Les petites entreprises, pour la plupart privées, ont été parmi les plus touchées alors que la croissance économique de la Chine s’est effondrée cette année avec la propagation de la variante Omicron et les lockdowns qu’elle a engendrés. Une enquête en ligne menée auprès de 16 500 petites et moyennes entreprises et publiée par l’Université de Pékin, Ant Group et MYBank a révélé que 40 % d’entre elles n’avaient pas assez de liquidités pour tenir un mois de plus.
Dans un sens très réel, les épreuves du propriétaire du bar sont aussi celles de l’économie mondiale. Le succès de la nouvelle approche de « test dynamique » aura une profonde influence sur la croissance économique.
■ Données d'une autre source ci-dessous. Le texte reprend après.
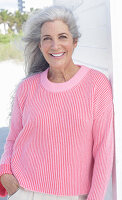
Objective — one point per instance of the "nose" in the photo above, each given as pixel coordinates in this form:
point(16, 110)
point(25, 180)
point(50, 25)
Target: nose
point(55, 44)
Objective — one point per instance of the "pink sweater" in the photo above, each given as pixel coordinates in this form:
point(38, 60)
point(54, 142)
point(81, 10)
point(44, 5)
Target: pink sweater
point(61, 135)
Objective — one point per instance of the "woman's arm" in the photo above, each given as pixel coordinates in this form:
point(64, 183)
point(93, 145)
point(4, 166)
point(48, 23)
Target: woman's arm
point(6, 177)
point(103, 140)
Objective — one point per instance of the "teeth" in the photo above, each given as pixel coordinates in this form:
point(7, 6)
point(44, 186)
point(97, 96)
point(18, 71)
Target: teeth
point(57, 55)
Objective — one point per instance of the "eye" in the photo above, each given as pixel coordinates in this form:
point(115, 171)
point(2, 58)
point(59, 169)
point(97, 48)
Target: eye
point(62, 37)
point(46, 38)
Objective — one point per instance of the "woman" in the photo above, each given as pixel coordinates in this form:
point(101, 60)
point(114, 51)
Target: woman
point(60, 144)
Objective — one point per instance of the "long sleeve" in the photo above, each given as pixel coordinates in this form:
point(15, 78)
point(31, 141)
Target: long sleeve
point(103, 137)
point(15, 127)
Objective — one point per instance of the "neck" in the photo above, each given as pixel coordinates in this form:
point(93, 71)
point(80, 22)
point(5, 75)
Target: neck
point(63, 75)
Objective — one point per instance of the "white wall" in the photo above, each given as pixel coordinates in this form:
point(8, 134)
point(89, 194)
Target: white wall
point(94, 48)
point(116, 27)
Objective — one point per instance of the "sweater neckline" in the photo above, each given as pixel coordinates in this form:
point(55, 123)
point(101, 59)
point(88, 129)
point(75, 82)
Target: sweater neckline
point(60, 87)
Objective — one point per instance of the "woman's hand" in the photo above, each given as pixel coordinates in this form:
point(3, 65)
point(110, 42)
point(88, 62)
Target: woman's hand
point(10, 183)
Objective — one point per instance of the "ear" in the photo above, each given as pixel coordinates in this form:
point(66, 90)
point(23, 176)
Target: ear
point(75, 41)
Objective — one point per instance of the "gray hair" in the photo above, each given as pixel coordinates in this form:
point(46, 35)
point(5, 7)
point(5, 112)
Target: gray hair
point(34, 59)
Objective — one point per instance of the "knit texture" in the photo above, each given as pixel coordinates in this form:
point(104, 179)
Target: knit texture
point(61, 135)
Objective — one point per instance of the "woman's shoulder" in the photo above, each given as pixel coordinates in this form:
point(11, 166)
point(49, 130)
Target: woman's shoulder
point(98, 77)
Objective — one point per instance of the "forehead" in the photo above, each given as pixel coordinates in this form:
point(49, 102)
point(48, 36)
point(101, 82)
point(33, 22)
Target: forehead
point(56, 26)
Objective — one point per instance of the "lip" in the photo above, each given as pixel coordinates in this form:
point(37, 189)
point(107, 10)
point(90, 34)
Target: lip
point(57, 55)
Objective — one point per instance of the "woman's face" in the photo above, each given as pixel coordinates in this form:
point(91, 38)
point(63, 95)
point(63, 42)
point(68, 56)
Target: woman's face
point(57, 44)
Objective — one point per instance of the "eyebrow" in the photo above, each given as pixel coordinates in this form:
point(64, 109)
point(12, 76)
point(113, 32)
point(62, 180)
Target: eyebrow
point(58, 34)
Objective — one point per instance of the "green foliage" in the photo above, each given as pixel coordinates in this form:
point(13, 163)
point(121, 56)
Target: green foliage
point(9, 51)
point(10, 42)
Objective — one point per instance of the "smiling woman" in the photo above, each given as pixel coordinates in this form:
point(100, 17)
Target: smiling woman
point(60, 143)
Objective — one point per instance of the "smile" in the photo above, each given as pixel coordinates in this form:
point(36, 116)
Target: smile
point(57, 54)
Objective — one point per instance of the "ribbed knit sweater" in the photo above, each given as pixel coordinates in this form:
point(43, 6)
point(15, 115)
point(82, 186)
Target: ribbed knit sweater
point(61, 135)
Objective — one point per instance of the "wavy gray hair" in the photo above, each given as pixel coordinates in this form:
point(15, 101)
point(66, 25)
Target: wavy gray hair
point(34, 59)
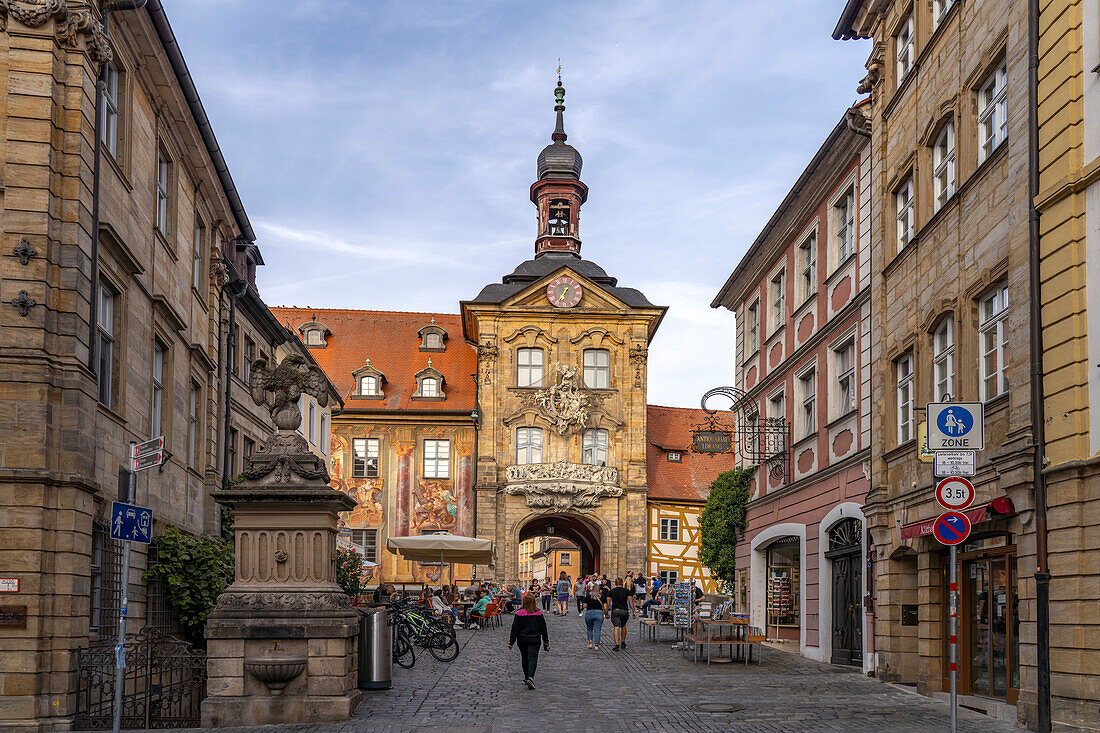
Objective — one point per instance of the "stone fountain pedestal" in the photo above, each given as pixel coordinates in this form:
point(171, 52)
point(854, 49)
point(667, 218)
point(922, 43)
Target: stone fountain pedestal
point(282, 641)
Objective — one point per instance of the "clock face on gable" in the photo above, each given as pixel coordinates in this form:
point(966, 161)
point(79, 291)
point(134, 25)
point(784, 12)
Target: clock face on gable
point(563, 292)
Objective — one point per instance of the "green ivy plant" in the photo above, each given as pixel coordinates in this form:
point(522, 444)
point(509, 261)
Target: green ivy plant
point(195, 570)
point(350, 571)
point(723, 524)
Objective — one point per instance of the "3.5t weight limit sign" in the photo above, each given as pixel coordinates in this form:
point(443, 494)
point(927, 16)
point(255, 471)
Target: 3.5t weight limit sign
point(955, 493)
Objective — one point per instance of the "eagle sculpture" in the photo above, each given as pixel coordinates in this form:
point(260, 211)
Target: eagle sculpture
point(293, 376)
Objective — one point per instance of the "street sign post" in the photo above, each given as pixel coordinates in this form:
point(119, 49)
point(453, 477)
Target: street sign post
point(956, 426)
point(954, 462)
point(955, 493)
point(952, 528)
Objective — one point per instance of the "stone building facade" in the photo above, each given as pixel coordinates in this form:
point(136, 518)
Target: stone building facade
point(1068, 204)
point(561, 389)
point(802, 298)
point(111, 330)
point(403, 445)
point(949, 293)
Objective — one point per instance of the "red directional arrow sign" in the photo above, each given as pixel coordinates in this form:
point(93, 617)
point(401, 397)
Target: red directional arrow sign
point(955, 493)
point(952, 527)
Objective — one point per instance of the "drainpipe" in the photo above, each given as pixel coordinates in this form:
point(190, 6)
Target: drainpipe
point(241, 286)
point(1038, 415)
point(97, 160)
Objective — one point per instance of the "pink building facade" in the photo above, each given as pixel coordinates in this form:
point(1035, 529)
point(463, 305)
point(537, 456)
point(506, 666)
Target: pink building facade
point(801, 303)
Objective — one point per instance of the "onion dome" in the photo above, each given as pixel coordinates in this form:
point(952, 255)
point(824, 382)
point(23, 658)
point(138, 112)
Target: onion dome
point(559, 160)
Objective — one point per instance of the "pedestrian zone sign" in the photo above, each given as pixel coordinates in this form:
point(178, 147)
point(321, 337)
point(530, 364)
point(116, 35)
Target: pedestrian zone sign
point(956, 426)
point(131, 523)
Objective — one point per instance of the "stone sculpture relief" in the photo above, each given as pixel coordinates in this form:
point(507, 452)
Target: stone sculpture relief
point(562, 487)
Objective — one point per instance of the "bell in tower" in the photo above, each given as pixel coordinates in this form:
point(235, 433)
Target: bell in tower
point(559, 193)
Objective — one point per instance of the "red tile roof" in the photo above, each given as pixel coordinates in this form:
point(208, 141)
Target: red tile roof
point(391, 341)
point(669, 428)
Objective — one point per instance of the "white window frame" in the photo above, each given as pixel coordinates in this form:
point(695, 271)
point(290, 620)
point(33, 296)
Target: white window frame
point(905, 48)
point(752, 332)
point(845, 376)
point(992, 111)
point(807, 396)
point(844, 225)
point(905, 212)
point(193, 426)
point(163, 183)
point(905, 382)
point(109, 119)
point(670, 528)
point(156, 413)
point(365, 458)
point(943, 165)
point(778, 287)
point(528, 446)
point(939, 9)
point(198, 255)
point(596, 369)
point(437, 459)
point(594, 447)
point(529, 367)
point(807, 265)
point(943, 360)
point(992, 337)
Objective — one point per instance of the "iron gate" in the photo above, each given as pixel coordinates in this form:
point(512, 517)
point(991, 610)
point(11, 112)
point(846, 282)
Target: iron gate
point(164, 684)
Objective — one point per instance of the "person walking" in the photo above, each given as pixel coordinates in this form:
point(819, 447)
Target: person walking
point(528, 628)
point(619, 611)
point(595, 611)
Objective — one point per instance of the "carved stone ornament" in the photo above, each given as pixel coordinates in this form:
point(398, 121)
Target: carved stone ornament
point(70, 24)
point(293, 376)
point(567, 404)
point(562, 487)
point(24, 303)
point(268, 601)
point(24, 251)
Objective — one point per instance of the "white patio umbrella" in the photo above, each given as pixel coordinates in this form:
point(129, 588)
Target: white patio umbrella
point(444, 547)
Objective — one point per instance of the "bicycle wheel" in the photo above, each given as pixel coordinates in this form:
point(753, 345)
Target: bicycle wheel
point(442, 646)
point(404, 654)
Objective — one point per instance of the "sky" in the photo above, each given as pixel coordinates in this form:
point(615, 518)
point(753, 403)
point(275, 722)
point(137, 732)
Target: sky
point(384, 151)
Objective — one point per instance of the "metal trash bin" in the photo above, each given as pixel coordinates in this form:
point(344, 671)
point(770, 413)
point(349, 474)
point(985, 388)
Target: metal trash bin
point(375, 651)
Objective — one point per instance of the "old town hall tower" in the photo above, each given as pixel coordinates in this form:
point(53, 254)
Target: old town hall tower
point(561, 389)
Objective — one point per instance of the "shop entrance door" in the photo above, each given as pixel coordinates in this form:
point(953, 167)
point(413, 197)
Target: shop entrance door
point(991, 616)
point(846, 558)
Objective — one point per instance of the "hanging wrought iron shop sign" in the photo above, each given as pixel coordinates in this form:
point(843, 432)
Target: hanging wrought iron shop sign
point(712, 441)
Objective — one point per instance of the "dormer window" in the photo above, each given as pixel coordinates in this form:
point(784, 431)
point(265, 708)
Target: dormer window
point(314, 332)
point(559, 217)
point(432, 338)
point(369, 382)
point(429, 384)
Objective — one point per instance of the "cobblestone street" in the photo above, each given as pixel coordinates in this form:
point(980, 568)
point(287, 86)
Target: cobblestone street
point(648, 687)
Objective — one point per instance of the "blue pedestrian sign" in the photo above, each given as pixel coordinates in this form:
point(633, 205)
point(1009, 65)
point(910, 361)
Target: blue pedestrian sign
point(956, 426)
point(131, 523)
point(952, 527)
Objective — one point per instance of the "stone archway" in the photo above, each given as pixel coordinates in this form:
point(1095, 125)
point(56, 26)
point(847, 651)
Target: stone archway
point(584, 531)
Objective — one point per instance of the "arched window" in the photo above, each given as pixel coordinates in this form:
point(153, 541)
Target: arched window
point(597, 369)
point(528, 446)
point(594, 447)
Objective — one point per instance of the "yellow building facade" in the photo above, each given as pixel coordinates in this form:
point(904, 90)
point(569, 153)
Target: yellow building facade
point(1068, 204)
point(561, 390)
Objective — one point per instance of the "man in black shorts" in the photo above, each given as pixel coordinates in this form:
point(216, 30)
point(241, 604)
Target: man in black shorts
point(620, 612)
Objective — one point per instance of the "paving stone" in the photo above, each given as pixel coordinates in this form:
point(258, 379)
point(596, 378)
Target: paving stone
point(646, 687)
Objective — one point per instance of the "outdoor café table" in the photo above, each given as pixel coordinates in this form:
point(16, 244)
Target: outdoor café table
point(714, 630)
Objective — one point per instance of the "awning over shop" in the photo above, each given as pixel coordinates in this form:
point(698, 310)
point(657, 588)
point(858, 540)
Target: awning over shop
point(977, 515)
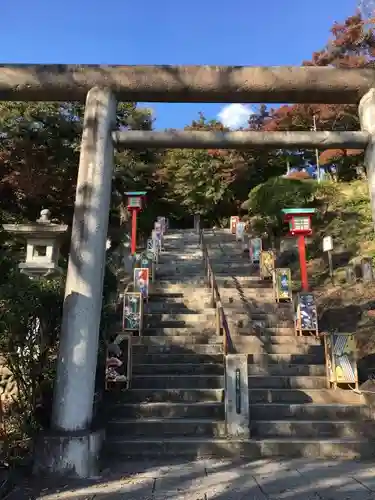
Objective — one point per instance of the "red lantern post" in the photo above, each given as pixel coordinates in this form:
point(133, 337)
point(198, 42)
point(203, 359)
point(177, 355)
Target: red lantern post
point(299, 220)
point(134, 206)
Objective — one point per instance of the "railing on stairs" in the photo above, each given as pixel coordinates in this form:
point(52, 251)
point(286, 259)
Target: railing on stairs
point(222, 327)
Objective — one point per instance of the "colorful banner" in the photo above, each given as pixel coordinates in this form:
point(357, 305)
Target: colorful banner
point(132, 312)
point(266, 264)
point(283, 284)
point(341, 358)
point(255, 247)
point(118, 362)
point(306, 313)
point(240, 229)
point(233, 223)
point(141, 281)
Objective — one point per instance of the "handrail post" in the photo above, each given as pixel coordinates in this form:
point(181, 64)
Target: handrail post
point(212, 286)
point(218, 319)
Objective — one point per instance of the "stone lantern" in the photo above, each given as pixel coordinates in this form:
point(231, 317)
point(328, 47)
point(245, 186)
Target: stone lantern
point(43, 240)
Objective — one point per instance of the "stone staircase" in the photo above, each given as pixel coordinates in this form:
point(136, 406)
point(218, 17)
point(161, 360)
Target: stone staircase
point(175, 406)
point(291, 410)
point(176, 402)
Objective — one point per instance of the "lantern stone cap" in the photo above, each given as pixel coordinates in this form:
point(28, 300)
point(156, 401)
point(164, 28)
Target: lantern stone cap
point(42, 228)
point(298, 211)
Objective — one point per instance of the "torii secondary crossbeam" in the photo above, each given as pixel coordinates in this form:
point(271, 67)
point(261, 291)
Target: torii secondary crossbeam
point(164, 83)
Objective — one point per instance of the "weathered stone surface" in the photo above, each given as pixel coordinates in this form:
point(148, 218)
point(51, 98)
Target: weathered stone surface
point(186, 83)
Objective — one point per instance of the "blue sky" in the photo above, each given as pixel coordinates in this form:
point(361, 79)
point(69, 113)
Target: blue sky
point(222, 32)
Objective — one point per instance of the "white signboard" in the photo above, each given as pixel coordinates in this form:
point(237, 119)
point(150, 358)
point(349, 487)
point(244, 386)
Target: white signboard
point(327, 244)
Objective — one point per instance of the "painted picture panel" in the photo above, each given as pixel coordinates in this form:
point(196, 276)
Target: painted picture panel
point(306, 313)
point(118, 362)
point(141, 281)
point(267, 264)
point(341, 358)
point(162, 222)
point(255, 247)
point(132, 312)
point(283, 284)
point(147, 262)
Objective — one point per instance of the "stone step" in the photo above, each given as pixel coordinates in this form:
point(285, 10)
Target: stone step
point(161, 296)
point(282, 382)
point(304, 359)
point(179, 369)
point(258, 310)
point(177, 381)
point(186, 307)
point(167, 427)
point(179, 320)
point(254, 347)
point(183, 331)
point(287, 370)
point(188, 340)
point(259, 329)
point(260, 294)
point(183, 357)
point(176, 349)
point(187, 274)
point(242, 282)
point(148, 396)
point(194, 448)
point(308, 411)
point(160, 410)
point(313, 429)
point(273, 340)
point(298, 396)
point(179, 282)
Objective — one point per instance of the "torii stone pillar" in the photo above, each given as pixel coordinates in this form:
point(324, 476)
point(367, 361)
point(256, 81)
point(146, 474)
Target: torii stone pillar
point(73, 447)
point(367, 119)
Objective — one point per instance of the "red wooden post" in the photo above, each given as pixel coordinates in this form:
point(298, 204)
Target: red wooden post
point(299, 220)
point(134, 206)
point(303, 263)
point(134, 231)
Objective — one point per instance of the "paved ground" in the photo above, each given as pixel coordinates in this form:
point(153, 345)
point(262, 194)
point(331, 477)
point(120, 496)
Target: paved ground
point(225, 480)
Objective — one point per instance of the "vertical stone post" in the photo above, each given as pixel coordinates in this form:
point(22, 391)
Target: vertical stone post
point(237, 415)
point(75, 447)
point(367, 119)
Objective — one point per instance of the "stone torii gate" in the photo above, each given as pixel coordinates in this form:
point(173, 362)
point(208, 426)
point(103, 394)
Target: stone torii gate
point(72, 445)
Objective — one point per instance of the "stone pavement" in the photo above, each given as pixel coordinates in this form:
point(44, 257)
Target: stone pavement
point(298, 479)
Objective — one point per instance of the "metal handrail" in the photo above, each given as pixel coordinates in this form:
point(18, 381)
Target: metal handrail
point(222, 327)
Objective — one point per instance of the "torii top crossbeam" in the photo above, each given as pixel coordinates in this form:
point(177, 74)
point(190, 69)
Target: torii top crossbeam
point(291, 84)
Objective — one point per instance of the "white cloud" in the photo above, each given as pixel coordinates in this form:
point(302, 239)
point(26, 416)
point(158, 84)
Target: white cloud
point(235, 115)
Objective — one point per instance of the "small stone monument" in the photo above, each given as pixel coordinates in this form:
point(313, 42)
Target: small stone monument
point(42, 245)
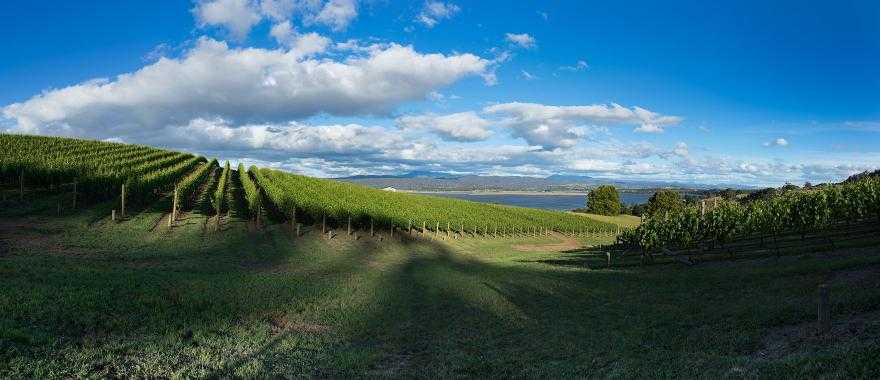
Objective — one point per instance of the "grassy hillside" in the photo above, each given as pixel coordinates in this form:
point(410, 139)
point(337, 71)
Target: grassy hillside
point(627, 221)
point(339, 201)
point(81, 296)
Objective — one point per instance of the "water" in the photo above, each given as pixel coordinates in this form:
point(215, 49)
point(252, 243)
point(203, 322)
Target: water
point(545, 201)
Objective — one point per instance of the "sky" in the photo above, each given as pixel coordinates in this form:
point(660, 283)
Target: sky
point(736, 93)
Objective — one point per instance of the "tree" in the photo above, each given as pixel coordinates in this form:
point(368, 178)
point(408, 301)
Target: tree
point(604, 200)
point(664, 201)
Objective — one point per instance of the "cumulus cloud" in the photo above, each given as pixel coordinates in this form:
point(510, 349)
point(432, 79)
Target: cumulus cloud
point(435, 11)
point(527, 75)
point(291, 138)
point(336, 14)
point(237, 16)
point(522, 40)
point(303, 45)
point(243, 86)
point(777, 142)
point(463, 126)
point(562, 126)
point(681, 150)
point(581, 65)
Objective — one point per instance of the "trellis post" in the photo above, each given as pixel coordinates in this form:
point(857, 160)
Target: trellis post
point(173, 216)
point(824, 310)
point(122, 212)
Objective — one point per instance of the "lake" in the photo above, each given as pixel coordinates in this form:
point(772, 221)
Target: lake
point(545, 201)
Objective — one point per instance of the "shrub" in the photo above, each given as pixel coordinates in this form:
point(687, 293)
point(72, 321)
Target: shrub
point(604, 200)
point(664, 201)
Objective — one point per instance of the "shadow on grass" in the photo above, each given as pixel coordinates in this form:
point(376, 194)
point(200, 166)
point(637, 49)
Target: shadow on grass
point(263, 304)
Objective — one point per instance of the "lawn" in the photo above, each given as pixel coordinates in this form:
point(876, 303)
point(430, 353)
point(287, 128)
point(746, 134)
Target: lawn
point(83, 297)
point(628, 221)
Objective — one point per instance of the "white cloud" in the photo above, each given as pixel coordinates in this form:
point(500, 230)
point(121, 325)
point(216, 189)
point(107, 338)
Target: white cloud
point(303, 45)
point(561, 126)
point(681, 150)
point(777, 142)
point(463, 126)
point(237, 16)
point(249, 85)
point(434, 11)
point(290, 138)
point(336, 14)
point(280, 10)
point(581, 65)
point(527, 75)
point(522, 40)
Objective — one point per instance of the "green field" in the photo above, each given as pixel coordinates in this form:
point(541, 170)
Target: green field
point(81, 296)
point(241, 280)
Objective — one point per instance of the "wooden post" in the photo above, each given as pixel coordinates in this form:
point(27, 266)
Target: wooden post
point(122, 212)
point(173, 216)
point(824, 311)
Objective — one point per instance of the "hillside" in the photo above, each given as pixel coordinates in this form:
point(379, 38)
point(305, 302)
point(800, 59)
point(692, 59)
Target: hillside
point(225, 286)
point(98, 170)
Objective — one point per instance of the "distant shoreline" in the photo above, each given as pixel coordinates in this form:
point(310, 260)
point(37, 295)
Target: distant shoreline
point(490, 192)
point(514, 192)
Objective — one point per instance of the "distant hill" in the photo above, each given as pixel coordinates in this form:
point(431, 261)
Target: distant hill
point(437, 181)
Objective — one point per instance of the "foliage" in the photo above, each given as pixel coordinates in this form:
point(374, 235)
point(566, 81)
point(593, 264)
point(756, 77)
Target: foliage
point(802, 211)
point(251, 193)
point(98, 168)
point(188, 185)
point(604, 200)
point(664, 201)
point(219, 198)
point(316, 198)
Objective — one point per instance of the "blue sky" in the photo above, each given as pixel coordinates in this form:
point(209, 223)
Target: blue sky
point(741, 93)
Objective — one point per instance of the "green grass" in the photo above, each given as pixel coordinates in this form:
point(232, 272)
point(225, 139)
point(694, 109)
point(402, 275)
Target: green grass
point(81, 297)
point(627, 221)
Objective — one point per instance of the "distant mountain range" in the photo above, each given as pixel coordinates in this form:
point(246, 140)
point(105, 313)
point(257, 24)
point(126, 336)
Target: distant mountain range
point(437, 181)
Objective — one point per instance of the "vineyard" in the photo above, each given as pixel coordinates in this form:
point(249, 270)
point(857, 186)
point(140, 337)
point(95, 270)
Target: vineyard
point(829, 214)
point(134, 176)
point(318, 199)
La Chine est depuis longtemps le plus grand moteur de la prospérité mondiale, contribuant à 28 % de la croissance du PIB mondial entre 2013 et 2018, soit plus du double de la part des États-Unis, selon une étude du FMI.
Cette semaine, la Banque mondiale a désigné les blocages en Chine, ainsi que la guerre en Ukraine et les perturbations de la chaîne d’approvisionnement, comme l’un des facteurs à l’origine d’une réduction de ses prévisions de croissance du PIB mondial cette année à 2,9 %, contre 5,7 % en 2021.
Plusieurs économistes estiment que la Chine pourrait flirter avec une rare récession du PIB au cours du deuxième trimestre de cette année, ce qui suscite l’espoir qu’elle pourrait lancer un programme de relance « big bazooka » pour sauver ses propres performances en baisse et, ce faisant, insuffler une certaine dynamique à l’économie mondiale.
Mais est-ce vraiment probable ? « Probablement pas », répond May Yan, directeur général d’UBS, une banque d’investissement de Hong Kong. « Je ne pense pas que la Chine soit en mesure de mettre en place un plan de relance important, même pour son propre compte, et encore moins pour sauver le reste du monde. »
D’une part, les grands moteurs structurels de la croissance chinoise au cours des deux dernières décennies sont aujourd’hui proches de l’épuisement. Les collectivités locales qui ont alimenté le plus grand boom des infrastructures au monde croulent sous les dettes, dont elles cachent une grande partie à leurs supérieurs du gouvernement central.
Goldman Sachs a estimé l’an dernier que la dette totale des véhicules de financement des collectivités locales, ces milliers de fonds mal réglementés gérés par les autorités locales, s’élevait à environ 53 milliards de RMB (8,2 milliards de dollars), soit plus de deux fois la taille de l’économie allemande.
Leur financement devient un véritable défi. Une source cruciale de financement – la vente de terrains aux promoteurs immobiliers – est en train de se tarir, car la Chine compte désormais suffisamment d’appartements vides pour loger environ 90 millions de personnes.
Les résultats obtenus par la Chine dans la maîtrise de Covid depuis l’épidémie initiale de Wuhan lui ont permis de maintenir un équilibre général. Mais la propagation d’Omicron impose désormais des coûts humains et économiques considérables qui ne semblent guère devoir s’atténuer.